Ces nouveaux objets communicants apparus avec la révolution numériques ont produit de nouveaux usages. Mais quels seront les usages d'écriture et de communication dans dix ans, dans cinquante ans? Il serait tentant de confronter cette accélération du temps à une accélération plus grande encore, et d'aller vers le futur, en essayant de deviner les évolutions que prendront les moyens de communication. Vont-ils s'intégrer au corps? Vont-ils se miniaturiser? Vont-ils devenir des hybrides d'objet technologique et de matière vivante? A tous les constats et toutes les questions que j'énonce ici, j'ai voulu trouver une forme d'expression qui reviendrait au marbre, en intégrant les formes et les usages de ce jour. L'usage de ce jour, en 2015, est celui du smartphone comme instrument à tout faire, comme boussole et comme vecteur de la fusion entre l'oral et l'écrit. Voilà donc mon point de départ : sculpter des smartphones, dans le marbre noir d'Izaourt, près de Saint-Béat, à l'échelle 1, et écrire, sur l'écran, au laser, un message.

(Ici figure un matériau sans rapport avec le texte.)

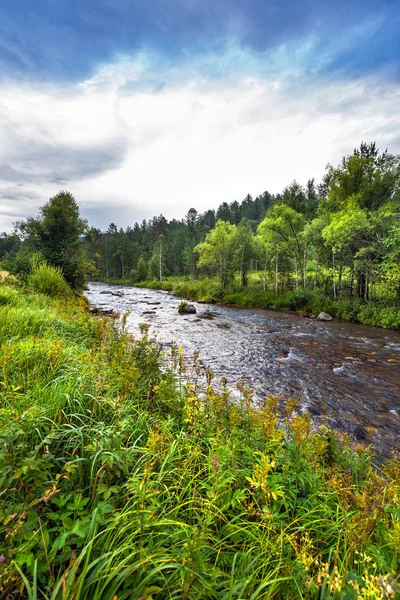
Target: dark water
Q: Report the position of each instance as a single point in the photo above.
(349, 372)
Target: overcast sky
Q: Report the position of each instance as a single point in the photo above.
(154, 106)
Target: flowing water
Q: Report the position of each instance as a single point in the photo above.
(346, 372)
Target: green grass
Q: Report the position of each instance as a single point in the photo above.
(118, 482)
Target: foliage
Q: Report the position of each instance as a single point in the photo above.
(56, 235)
(48, 280)
(181, 307)
(119, 480)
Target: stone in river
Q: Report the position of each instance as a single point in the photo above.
(324, 317)
(187, 309)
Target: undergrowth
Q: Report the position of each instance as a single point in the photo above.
(375, 313)
(127, 474)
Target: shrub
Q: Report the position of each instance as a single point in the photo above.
(182, 307)
(49, 280)
(299, 299)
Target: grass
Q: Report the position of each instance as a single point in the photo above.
(377, 313)
(119, 480)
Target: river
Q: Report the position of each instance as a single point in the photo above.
(346, 373)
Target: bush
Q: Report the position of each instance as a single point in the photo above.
(182, 306)
(299, 299)
(49, 280)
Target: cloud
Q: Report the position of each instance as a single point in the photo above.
(128, 148)
(66, 41)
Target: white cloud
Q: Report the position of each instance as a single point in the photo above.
(125, 144)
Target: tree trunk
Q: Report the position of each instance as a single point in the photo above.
(316, 277)
(361, 285)
(265, 276)
(334, 278)
(160, 251)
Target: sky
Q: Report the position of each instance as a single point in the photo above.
(155, 106)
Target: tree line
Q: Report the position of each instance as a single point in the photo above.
(341, 236)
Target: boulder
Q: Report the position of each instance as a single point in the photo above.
(324, 317)
(188, 309)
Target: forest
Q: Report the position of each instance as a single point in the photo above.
(324, 243)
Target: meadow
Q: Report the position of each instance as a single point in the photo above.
(127, 473)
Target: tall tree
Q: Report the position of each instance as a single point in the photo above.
(57, 234)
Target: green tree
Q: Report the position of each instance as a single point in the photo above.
(57, 235)
(244, 249)
(217, 252)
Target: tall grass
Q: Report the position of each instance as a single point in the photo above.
(119, 480)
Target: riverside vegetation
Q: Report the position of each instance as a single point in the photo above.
(332, 246)
(127, 473)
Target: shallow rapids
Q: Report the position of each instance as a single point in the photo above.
(347, 372)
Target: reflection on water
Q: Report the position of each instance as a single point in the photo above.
(351, 372)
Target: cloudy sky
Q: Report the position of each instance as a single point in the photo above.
(142, 107)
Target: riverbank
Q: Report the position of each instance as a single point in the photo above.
(115, 478)
(304, 302)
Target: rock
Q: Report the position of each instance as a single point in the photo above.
(208, 315)
(359, 432)
(324, 317)
(188, 309)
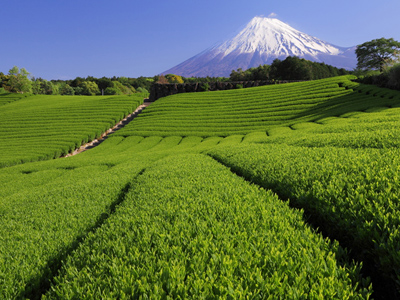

Quels textes sont gravés sur ces objets en marbre? Dans une de mes oeuvres en ligne, "Le livre des Morts", (livresdesmorts.com), je m'étais attaché à interroger le texte dans sa fonction de médiation entre le monde des vivants et celui des morts. Je conçois mon travais pour cette série, initiée lors d'une résidence au CIRPAC, dans la continuité de ce travail, mais plus précisément encore comme une façon de questionner l'écriture en ce qu'elle articule notre perception du temps - dans une tradition initiée par Saint Augustin. Ecrire sur des formes sculptées en marbre, des formes qui de plus imagineront le futur, est aussi une façon de replacer l'écriture dans une de ses fonctions essentielles, à savoir la médiation entre le monde visible, ici et maintenant, et l'infini de l'invisible qui l'entoure, comme un lac noir autour d'une île rayonnante.